Ich sagte zu M.: »Wir liefern nicht!«, und wandte mich damit an das ganze Ensemble, dass sie diese Ansage jedem weitergaben, denn ich glaubte nach wie vor an meine Eingebung einer möglichen und gemeinsamen Improvisation. Ich vernahm, dass meine Idee nicht ernsthaft Gehör fand, denn es reagierte keiner der Beteiligten auf meine Bemühungen. Ich war enttäuscht, fühlte mich unverstanden und vernahm tief in mir eine gewisse Form von Minderwertigkeitsgefühlen, wie jemand, der weder gemocht noch respektiert wurde.
Und schlagartig verlegte sich diese Bühne wie nach draußen ins Freie und wir erkundeten allesamt die Umgebung. Löwinnen erschienen und sogar andere Tiere, wer ahnte das schon, die ich nicht erkannte, außer einer übergroßen Hornisse, die in einer Art tiefem Gefäß feststeckte, das arme ‚Ding‘. Ich versuchte sie zu befreien, mit einem länglichen Gegenstand, den ich nicht genau zu identifizieren vermochte. Es gelang mir hoffentlich, denn ich erinnere mich leider nicht mehr.
Ich schritt mit ‚meiner Truppe‘ zwischen Zuschauerreihen, die wie aus einer früheren TV-Shows anmuteten, eine steile Treppe hinunter. Ich empfand dabei Erlösung und Erleichterung und so etwas wie ein Gefühl von ‚gemeinsam baden gehen‘ oder handeln, je nachdem.
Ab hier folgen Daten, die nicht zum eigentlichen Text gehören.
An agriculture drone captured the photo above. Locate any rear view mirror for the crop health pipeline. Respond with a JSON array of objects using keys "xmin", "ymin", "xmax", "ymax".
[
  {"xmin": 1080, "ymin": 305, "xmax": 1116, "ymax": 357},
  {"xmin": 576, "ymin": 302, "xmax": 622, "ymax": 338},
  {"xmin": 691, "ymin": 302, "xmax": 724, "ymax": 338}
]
Zumindest war das meine Vorstellung davon. Ich sah keine Bühne mehr und erwachte im Raum.
— Raum 1211259301130 —
Landschaft mir Lokomotive
Ich stand an einem erhöhten Punkt, einem Anstieg oder leichter Kuppel, in einem ansonsten flachen Tal, das sich wie eine Steppe endlos weit von mir weg nach hinten ausdehnte. Und die zum Horizont hin von Bergen begrenzt wurde, deren Massiv sich zu zweidritteln mit Schnee bedeckt hatten. Es war ein überwältigendes Panorama, das ich bewunderte und genoss, als es sich vor meinen Augen bezaubernd entfaltete, wie eine anmutsvolle Natur, die ich zweifelsohne das eine oder andere Mal in Filmen oder Reiseberichten gesehen hatte. Diese Landschaft hätte man durchaus einem fernöstlichen oder asiatischen Raum zugeordnet. Insgeheim hatte ich gleichwohl das Gefühl, dass mir dieser Landstrich seltsam vertraut war, als hätte ich mich schon einmal darin aufgehalten. Es würde aber auch ein Gebiet in Nordamerika sein, oder womöglich sonst wo in Südamerika, dachte ich.
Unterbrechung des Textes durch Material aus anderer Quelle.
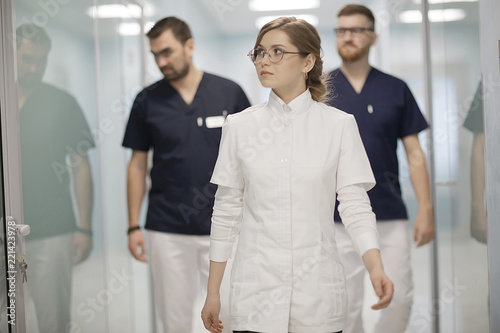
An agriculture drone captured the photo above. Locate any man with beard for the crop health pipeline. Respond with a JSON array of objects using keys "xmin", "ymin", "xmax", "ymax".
[
  {"xmin": 329, "ymin": 4, "xmax": 434, "ymax": 333},
  {"xmin": 16, "ymin": 24, "xmax": 94, "ymax": 332},
  {"xmin": 123, "ymin": 17, "xmax": 250, "ymax": 333}
]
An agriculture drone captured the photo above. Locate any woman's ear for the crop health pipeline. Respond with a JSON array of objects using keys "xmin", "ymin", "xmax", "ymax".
[{"xmin": 304, "ymin": 53, "xmax": 316, "ymax": 73}]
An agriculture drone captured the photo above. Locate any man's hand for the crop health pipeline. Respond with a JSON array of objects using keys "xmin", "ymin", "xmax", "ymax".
[
  {"xmin": 72, "ymin": 231, "xmax": 92, "ymax": 265},
  {"xmin": 413, "ymin": 202, "xmax": 435, "ymax": 247},
  {"xmin": 201, "ymin": 295, "xmax": 224, "ymax": 333},
  {"xmin": 128, "ymin": 229, "xmax": 148, "ymax": 262},
  {"xmin": 370, "ymin": 269, "xmax": 394, "ymax": 310}
]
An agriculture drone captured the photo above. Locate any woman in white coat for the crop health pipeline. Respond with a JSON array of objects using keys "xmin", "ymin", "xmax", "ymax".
[{"xmin": 202, "ymin": 17, "xmax": 393, "ymax": 333}]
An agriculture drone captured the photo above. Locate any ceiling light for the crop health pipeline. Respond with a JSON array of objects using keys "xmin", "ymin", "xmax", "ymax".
[
  {"xmin": 87, "ymin": 4, "xmax": 141, "ymax": 18},
  {"xmin": 398, "ymin": 8, "xmax": 467, "ymax": 23},
  {"xmin": 248, "ymin": 0, "xmax": 320, "ymax": 12},
  {"xmin": 118, "ymin": 22, "xmax": 154, "ymax": 36},
  {"xmin": 255, "ymin": 14, "xmax": 319, "ymax": 29}
]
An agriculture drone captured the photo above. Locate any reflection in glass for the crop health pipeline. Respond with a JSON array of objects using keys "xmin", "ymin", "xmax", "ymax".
[
  {"xmin": 464, "ymin": 83, "xmax": 488, "ymax": 244},
  {"xmin": 0, "ymin": 142, "xmax": 9, "ymax": 332},
  {"xmin": 16, "ymin": 24, "xmax": 94, "ymax": 332}
]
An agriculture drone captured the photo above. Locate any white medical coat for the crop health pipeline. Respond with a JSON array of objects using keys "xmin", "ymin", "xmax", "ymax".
[{"xmin": 210, "ymin": 90, "xmax": 378, "ymax": 333}]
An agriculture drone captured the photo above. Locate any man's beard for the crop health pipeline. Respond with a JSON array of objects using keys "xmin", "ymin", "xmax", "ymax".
[
  {"xmin": 161, "ymin": 62, "xmax": 189, "ymax": 82},
  {"xmin": 338, "ymin": 44, "xmax": 370, "ymax": 62}
]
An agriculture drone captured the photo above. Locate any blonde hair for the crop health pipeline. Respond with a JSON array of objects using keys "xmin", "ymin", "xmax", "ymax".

Es war ein sonniger Tag und ich vermochte meinen Blick weit in die Ferne zu richten. Ich bemerke voller Freude, wie sich um die Spitzen der schneebedeckten Berge zarte Kumuluswölkchen bildeten. Eine romantische Atmosphäre lag zuerst über dieser Szenerie wie ein leicht verdichteter Nebel, der sich endgültig in glasklare und kalte Luft aufgelöst hatte.
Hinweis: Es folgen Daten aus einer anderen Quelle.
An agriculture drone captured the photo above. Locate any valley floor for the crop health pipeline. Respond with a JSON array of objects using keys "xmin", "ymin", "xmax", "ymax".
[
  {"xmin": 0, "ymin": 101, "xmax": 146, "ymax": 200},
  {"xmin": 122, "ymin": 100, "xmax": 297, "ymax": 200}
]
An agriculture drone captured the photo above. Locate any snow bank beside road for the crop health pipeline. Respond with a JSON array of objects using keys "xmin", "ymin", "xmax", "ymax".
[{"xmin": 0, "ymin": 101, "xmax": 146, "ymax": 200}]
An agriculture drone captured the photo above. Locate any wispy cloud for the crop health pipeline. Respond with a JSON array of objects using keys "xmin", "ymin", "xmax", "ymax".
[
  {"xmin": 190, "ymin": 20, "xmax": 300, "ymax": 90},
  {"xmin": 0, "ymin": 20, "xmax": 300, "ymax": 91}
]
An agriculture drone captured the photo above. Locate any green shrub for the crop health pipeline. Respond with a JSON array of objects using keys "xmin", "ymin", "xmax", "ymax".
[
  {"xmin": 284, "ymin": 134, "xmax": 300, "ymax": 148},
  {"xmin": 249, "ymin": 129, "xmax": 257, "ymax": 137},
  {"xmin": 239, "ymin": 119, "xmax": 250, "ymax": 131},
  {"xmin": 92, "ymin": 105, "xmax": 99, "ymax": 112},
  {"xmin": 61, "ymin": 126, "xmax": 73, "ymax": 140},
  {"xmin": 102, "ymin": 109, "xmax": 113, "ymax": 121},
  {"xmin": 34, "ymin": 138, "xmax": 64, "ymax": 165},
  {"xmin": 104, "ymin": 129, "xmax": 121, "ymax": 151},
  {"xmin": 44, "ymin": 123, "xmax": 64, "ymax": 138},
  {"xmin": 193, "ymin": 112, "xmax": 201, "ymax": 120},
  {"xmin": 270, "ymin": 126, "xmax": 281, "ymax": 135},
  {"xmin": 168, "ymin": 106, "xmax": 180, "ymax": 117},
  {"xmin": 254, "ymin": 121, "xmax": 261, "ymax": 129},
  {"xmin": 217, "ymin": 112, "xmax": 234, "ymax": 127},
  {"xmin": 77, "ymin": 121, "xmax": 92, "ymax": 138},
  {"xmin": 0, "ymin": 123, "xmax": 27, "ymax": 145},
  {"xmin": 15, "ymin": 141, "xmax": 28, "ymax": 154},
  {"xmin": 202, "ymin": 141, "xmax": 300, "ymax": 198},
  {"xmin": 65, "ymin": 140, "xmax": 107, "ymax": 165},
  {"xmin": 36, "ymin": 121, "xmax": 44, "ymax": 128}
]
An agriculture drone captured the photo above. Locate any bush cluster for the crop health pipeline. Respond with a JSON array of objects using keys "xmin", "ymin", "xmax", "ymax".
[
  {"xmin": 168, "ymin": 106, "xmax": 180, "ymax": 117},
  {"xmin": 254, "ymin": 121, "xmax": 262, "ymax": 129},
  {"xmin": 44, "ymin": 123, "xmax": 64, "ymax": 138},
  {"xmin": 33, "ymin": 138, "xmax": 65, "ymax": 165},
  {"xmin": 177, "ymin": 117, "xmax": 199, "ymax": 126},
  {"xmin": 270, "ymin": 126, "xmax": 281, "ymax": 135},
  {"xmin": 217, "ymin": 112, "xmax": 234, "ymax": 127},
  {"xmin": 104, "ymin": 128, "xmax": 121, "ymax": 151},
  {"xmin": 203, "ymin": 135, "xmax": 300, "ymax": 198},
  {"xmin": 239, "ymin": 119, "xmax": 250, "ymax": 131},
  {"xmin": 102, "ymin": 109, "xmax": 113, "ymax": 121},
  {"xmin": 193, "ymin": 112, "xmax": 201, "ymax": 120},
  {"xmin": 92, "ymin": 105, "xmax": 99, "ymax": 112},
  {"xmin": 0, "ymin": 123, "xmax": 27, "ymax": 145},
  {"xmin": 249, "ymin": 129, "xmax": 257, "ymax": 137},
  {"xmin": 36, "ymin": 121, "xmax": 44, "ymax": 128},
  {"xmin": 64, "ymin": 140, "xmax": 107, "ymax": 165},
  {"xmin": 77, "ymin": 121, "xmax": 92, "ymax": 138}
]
Ich erblickte im flachen Tal einen Zug mit einer alten schwarzen Lokomotive, die dampfend und schnaufend über die Anhöhe immer näher auf mich zurollte. Das Gefährt mutete wie ein Orient-Express-Zug aus vergangenen Tagen an. Ich empfand es als ungewöhnlich, dass ein Zug in dieser freien und weiten Landschaft einen Anstieg zu bewältigen hatte. Fuhren Züge ernsthaft einen Hang oder sogar einen Berg hinauf?, fragte ich mich, merkte aber, dass diese Fragestellung zu nichts führte.
Genau in diesem Moment verließ ich den ‚Raum‘. Ich weiß demnach nicht, ob der Zug mich je erreicht hatte und ob er ohne mich weiterfuhr, oder ob ich ihm nur nachschaute, während er an mir vorbeifuhr. Oder hielt er womöglich für mich an, damit ich einstieg?